What Is It
Plato claimed that numbers exist in some mind-independent abstract heaven. Nominalists claim that there is no such heaven. Clearly, we can't see, hear, taste or feel numbers. But if there are no numbers what is mathematics all about? John and Ken count on a great discussion with Gideon Rosen from Princeton University, co-author of A Subject With No Object: Strategies for Nominalistic Interpretation of Mathematics.
What are mathematical objects? What kind of things are they? John claims that he has never seen a "three" or a "million". John mentions the notion of "ontology". The ontology of a particular thing refers to what it is made of, what its existence really entails.
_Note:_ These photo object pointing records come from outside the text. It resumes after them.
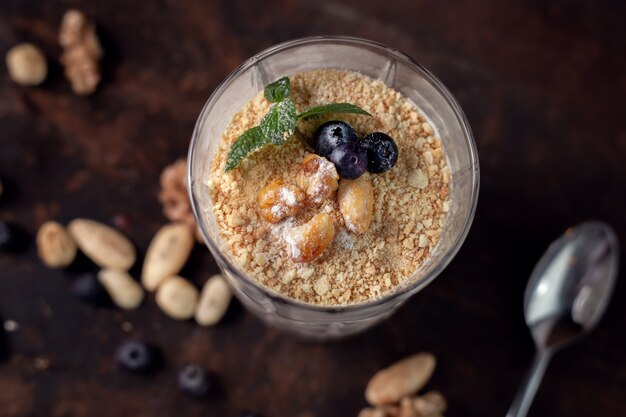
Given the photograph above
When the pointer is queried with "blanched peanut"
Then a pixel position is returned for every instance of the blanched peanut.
(55, 246)
(177, 298)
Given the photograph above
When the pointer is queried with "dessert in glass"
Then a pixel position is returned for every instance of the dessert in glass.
(328, 230)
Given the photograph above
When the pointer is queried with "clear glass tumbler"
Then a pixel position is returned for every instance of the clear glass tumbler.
(397, 71)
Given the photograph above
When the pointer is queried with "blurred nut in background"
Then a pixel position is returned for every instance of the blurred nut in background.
(81, 52)
(27, 64)
(55, 246)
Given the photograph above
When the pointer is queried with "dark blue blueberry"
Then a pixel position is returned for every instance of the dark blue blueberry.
(88, 289)
(194, 380)
(331, 134)
(382, 152)
(7, 236)
(135, 356)
(350, 159)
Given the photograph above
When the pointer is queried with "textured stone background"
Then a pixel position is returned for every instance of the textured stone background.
(543, 85)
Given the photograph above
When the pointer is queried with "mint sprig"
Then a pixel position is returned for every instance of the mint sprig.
(280, 123)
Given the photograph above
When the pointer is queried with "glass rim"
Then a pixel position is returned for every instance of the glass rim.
(402, 292)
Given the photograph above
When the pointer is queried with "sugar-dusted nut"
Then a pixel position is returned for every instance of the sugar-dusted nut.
(102, 244)
(279, 200)
(401, 379)
(318, 178)
(81, 52)
(167, 253)
(214, 301)
(177, 298)
(55, 246)
(431, 403)
(26, 64)
(356, 203)
(125, 292)
(307, 242)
Ken introduces Professor Gideon Rosen of Princeton University. John explains that school children are taught that numbers are just numerals. Plato on the other hand thought that numbers were non-physical, non-sensible things in a realm beyond time and space. Ken challenges the Platonist view. If numbers belong to this Platonic realm, they can not be causally active. If numbers are not causally active, how can be aware of them? Rosen explains that there are two answers to this question. One asserts that knowledge regarding numbers is acquired in a mysterious, para-psychological way. Rosen's view is that mathematical knowledge is required through doing mathematics.
Another view is that numbers are ideas in our minds. Rosen challenges this view. If "six" is just an idea, when I refer to "six", do I refer to the six in your mind or in my mind? There are infinitely many mathematical objects and most are not even thought of. Can there be "ideas" that no one has ever thought of?
Ken explains a third view: there are no numbers in the same way that there is no Sherlock Holmes. Mathematics is simply fiction with certain constraints. Rosen points out that according to this view, statements such as "there is an even number between 1 and 3" are all false, since there are no even numbers, which isn't that intuitive.
Yet another view is that numbers are just abstractions from physical magnitudes. John points out that different units lead to assignment of different numbers to the same measurement. Rosen argues that it is doubtful to think that numbers are part of the real world. There are infinitely many numbers but there isn't an infinite amount of any quantity in the real world.
Do mathematicians need to care about what numbers really are? Does the ontology of mathematics matter to the purposes of math and science? Rosen explains that mathematicians don't need to answer philosophical questions about mathematics. They postulate the existence of numbers, in the fictional or Platonist sense, as a theorem, just as "2+2=4" is a theorem.